Era uma simples proposta de trabalho na qual prevaleciam o aguçado faro de um poeta consagrado de apenas 56 anos e a vigorosa autoconfiança de um jovem músico, já com 23 anos. Quase nem se conheciam, mas, no mínimo, desconfiavam que cada um carregava consigo o que o outro precisava: Vinicius levando a juventude da experiência, e Toquinho, a experiência da juventude.

 

Tudo começou a bordo do navio Eugênio C, em junho de 1970, rumo a Buenos Aires.

 

 

 

Era um tempo em que Vinicius ainda evitava viajar de avião, então fomos para a Argentina de navio. Eu sentia uma sensação estranha, não sabia direito o que é que eu ia fazer lá. De repente, estava a bordo de um navio junto com Vinicius de Moraes, um ser humano grandioso de quem até então eu conhecia quase nada, a não ser o que ele tinha escrito e cantado por aí. Sei que na primeira noite no navio eu passei muito mal, foi um horror.

 

 

 

Pegamos uma tempestade no Golfo de Santa Catarina, e eu no meu quarto, enjoado, com tudo a balançar por todos os lados. Até marinheiro vomitava. E Vinicius sentado a uma escrivaninha, segurando o copo para que ele não caísse, e conversando naturalmente, sem se alterar. Ficou lá ao meu lado, como um pai, ou melhor, como alguém com pretensões de se fazer amigo. Nossa relação começou assim, e logo de cara eu passei a vê-lo um pouco como irmão, porque ele não sabia ser velho, o que na realidade ele não era.

 

 

 

Chegamos a Buenos Aires uns dois dias antes do final da Copa de 70, e começamos a trabalhar. Assistimos juntos a decisão Brasil x Itália na casa da Silvina e Coco Perez, os donos da boate La Fusa.

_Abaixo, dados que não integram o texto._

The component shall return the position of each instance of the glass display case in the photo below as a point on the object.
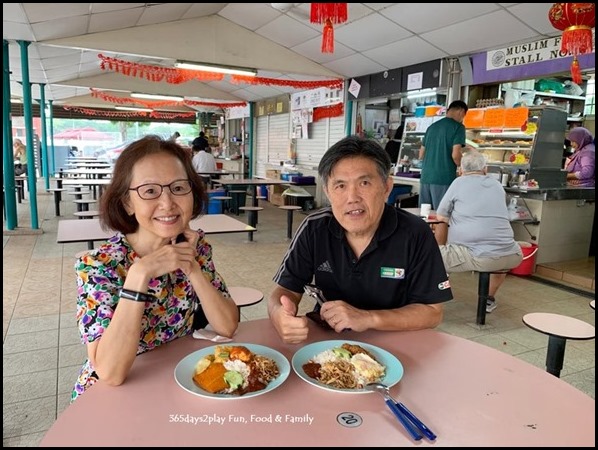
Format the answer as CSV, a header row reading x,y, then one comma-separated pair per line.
x,y
413,133
532,150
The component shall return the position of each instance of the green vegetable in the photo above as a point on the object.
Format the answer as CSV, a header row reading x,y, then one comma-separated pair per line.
x,y
342,353
233,378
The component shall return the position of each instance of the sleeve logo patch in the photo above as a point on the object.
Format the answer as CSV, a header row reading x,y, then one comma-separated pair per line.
x,y
444,285
392,272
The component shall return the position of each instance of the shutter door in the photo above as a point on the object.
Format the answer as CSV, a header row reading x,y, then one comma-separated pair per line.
x,y
273,141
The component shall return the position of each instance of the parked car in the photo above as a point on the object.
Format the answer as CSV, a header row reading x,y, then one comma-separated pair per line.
x,y
110,155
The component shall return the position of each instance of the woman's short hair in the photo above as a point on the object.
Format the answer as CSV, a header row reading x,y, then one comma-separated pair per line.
x,y
113,214
351,147
473,161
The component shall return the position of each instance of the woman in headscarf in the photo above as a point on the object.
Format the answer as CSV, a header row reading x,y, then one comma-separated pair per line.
x,y
582,164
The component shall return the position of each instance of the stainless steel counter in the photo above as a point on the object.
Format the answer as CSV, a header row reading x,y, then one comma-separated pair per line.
x,y
549,194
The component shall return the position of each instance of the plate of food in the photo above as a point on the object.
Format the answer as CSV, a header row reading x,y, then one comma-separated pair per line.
x,y
346,366
230,372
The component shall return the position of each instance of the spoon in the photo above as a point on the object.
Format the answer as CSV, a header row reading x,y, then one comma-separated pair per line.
x,y
383,389
394,407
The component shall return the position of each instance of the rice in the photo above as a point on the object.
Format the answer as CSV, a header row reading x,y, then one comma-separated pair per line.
x,y
238,366
325,356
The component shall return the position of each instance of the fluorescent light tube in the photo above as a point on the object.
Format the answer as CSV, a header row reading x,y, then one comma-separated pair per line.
x,y
422,93
175,98
219,69
132,108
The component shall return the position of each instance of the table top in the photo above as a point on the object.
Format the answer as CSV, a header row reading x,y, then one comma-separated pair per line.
x,y
75,230
245,296
432,218
467,393
252,182
559,326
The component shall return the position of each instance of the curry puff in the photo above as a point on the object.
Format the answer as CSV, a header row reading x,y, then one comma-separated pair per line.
x,y
234,370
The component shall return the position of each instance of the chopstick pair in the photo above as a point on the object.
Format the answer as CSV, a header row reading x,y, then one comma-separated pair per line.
x,y
410,421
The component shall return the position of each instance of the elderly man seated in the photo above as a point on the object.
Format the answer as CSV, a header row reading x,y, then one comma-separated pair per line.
x,y
475,232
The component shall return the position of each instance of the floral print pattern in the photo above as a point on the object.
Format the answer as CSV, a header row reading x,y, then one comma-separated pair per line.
x,y
101,274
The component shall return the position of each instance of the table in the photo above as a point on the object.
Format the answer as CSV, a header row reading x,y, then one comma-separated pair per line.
x,y
467,393
431,219
245,296
253,183
90,230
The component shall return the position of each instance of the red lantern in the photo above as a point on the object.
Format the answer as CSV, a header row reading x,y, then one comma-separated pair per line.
x,y
576,21
328,14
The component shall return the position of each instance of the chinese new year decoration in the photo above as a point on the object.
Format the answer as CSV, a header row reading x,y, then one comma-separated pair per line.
x,y
328,14
576,21
178,76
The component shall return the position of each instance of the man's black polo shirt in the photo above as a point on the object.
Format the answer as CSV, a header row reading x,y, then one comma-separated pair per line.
x,y
402,264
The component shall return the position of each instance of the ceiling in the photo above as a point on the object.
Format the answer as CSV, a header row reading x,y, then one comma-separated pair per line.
x,y
275,38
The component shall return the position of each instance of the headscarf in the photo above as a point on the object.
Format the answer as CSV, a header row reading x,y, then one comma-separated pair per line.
x,y
582,137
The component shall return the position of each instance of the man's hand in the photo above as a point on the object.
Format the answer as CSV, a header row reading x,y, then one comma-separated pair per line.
x,y
291,329
341,316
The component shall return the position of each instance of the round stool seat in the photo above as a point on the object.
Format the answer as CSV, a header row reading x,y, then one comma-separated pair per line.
x,y
244,296
289,209
560,326
86,214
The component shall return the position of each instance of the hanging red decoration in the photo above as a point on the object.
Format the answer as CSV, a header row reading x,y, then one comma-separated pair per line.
x,y
576,21
323,112
328,14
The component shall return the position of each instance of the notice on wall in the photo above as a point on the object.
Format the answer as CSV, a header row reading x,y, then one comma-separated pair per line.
x,y
354,88
415,81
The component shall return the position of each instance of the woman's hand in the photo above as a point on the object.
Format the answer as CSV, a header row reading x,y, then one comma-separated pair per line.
x,y
169,258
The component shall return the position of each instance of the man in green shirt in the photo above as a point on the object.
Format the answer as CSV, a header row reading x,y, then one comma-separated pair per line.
x,y
441,154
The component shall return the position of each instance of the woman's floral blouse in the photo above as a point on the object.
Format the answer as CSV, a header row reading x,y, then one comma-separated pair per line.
x,y
101,274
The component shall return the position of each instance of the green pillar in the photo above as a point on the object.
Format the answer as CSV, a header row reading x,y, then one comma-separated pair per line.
x,y
249,144
53,153
10,202
44,149
348,117
28,113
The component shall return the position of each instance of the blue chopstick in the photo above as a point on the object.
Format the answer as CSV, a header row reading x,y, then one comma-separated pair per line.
x,y
414,419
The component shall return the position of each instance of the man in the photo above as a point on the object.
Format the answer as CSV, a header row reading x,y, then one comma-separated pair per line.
x,y
378,266
200,143
204,161
441,154
480,236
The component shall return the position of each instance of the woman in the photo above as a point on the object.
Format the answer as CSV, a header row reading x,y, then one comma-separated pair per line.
x,y
155,268
582,164
20,152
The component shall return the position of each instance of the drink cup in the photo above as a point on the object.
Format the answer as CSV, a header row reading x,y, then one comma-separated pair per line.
x,y
425,209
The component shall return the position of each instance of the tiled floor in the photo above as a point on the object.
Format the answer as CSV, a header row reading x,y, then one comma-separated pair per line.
x,y
42,352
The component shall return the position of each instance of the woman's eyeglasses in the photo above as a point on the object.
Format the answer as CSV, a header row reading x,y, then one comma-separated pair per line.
x,y
152,191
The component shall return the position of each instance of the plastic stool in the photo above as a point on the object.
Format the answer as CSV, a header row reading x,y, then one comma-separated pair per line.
x,y
86,214
57,199
483,288
559,328
251,217
83,204
289,209
236,194
224,199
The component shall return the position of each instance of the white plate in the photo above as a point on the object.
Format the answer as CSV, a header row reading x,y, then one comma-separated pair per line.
x,y
394,368
185,369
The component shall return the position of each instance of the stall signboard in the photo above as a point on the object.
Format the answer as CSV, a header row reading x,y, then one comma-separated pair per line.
x,y
528,60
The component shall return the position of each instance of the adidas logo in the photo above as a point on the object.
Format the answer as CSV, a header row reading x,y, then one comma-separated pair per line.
x,y
325,267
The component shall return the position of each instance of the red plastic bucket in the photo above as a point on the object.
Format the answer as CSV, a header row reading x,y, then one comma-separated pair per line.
x,y
529,260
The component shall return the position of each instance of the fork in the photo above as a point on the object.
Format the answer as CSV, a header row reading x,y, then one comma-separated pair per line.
x,y
409,416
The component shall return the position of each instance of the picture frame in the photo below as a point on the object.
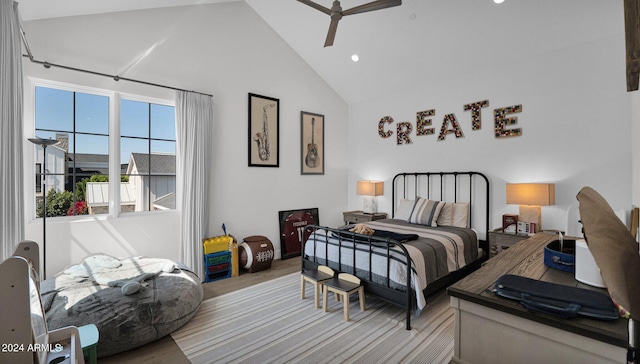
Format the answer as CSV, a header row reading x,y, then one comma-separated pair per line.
x,y
293,231
264,131
311,143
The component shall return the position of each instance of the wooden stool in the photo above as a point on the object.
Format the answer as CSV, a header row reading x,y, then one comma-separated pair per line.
x,y
89,336
343,285
316,277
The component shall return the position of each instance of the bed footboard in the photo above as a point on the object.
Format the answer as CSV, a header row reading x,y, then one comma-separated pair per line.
x,y
374,260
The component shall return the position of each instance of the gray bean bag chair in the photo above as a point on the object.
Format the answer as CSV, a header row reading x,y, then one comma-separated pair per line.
x,y
132,301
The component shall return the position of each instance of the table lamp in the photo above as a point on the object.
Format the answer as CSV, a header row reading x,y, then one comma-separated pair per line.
x,y
530,197
370,189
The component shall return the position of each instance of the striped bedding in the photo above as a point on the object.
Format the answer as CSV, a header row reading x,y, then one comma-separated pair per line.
x,y
437,252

O Brasil ganhou a Copa, nosso show já fazia um grande sucesso e naquele domingo abrimos o espetáculo com aquela música: ‘A taça do mundo é nossa / com brasileiro, não há quem possa.....’. Então, minha relação de amizade e conhecimento com Vinicius já se iniciou em meio a esse clima positivo da seleção ganhando a Copa, nosso show em pleno sucesso, aqueles jantares invadindo a madrugada.

 

 

 

Houve uma adaptação perfeita entre a gente, porque tudo que Vinicius gostava de fazer eu também gostava: tocar violão, curtir os temas que iam saindo, comer bem, viver a noite ao lado de amigos e mulheres bonitas. Ficamos em Buenos Aires uns 12 dias e fizemos 10 shows, sempre com a boate lotada". Pode-se sentir o que foi esse show ouvindo-se o disco do selo Trova, ‘Vinicius de Moraes en La Fusa com Maria Creuza y Toquinho’, disco que prossegue em catálogo até hoje, em vários países, proporcionando a Toquinho e Maria Creuza sucessivos convites para shows”.

 

 

 

 

“Toda parceria é um casamento”, costumava dizer o Poetinha. “Onde há tudo, menos sexo”. Brigavam e fazia as pazes, numa relação temperada pelo ciúme, característica que Vinicius tinha com seus parceiros. Juntos compuseram clássicos, como "Tarde em Itapuã”, “Regra três”, “Testamento”, “Samba da volta” e “Sei lá”.

 

 

 “Tarde em Itapuã” (Vinicius de Moraes/Toquinho) # Vinicius/Toquinho/Tom Jobim/Miúcha. Músicos acompanhantes: Mutinho (bateria), Azeitona (baixo), Roberto Sion (flauta) e Georgiana de Moraes (ritmista).

 

 

 

 

 

 

 

 

Regra três” (Vinicius de Moraes/Toquinho) # Toquinho cantando e contando a historinha de bastidores desta música.

 

 

 

 

 

 

 

 

Testamento” (Vinicius de Moraes/Toquinho) # Vinicius e Toquinho.

 

 

 

 

 

 

 

 

Samba da volta” (Vinicius de Moraes/Toquinho) # Vinicius e Toquinho.

 

 

 

 

 

 

 

 

Sei lá” (Vinicius de Moraes/Toquinho) # Vinicius/Toquinho/Tom Jobim/Miúcha.

 

 

 

 

 

 

 

 

 

 

Ao lado de Toquinho, Vinicius ficou mais leve no sentido de produzir letras mais populares. Permitiu-se, também, extravasar sua enrustida faceta de cantor apresentando-se em shows no Brasil e exterior.

 

A parceria de Vinicius de Moraes com Toquinho foi uma das últimas e maiores de todas as entregas mútuas.

 

 

 

 

Confira os outros posts da série:

Centenário de Vinicius de Mores (I).

Centenário de Vinicius de Moraes (II).

Centenário de Vinicius de Moraes (III).

 Centenário de Vinicius de Moraes (IV).

Centenário de Vinicius de Moraes (V).

Centenário de Vinicius de Moraes (VI).

Centenário de Vinicius de Moraes (VII).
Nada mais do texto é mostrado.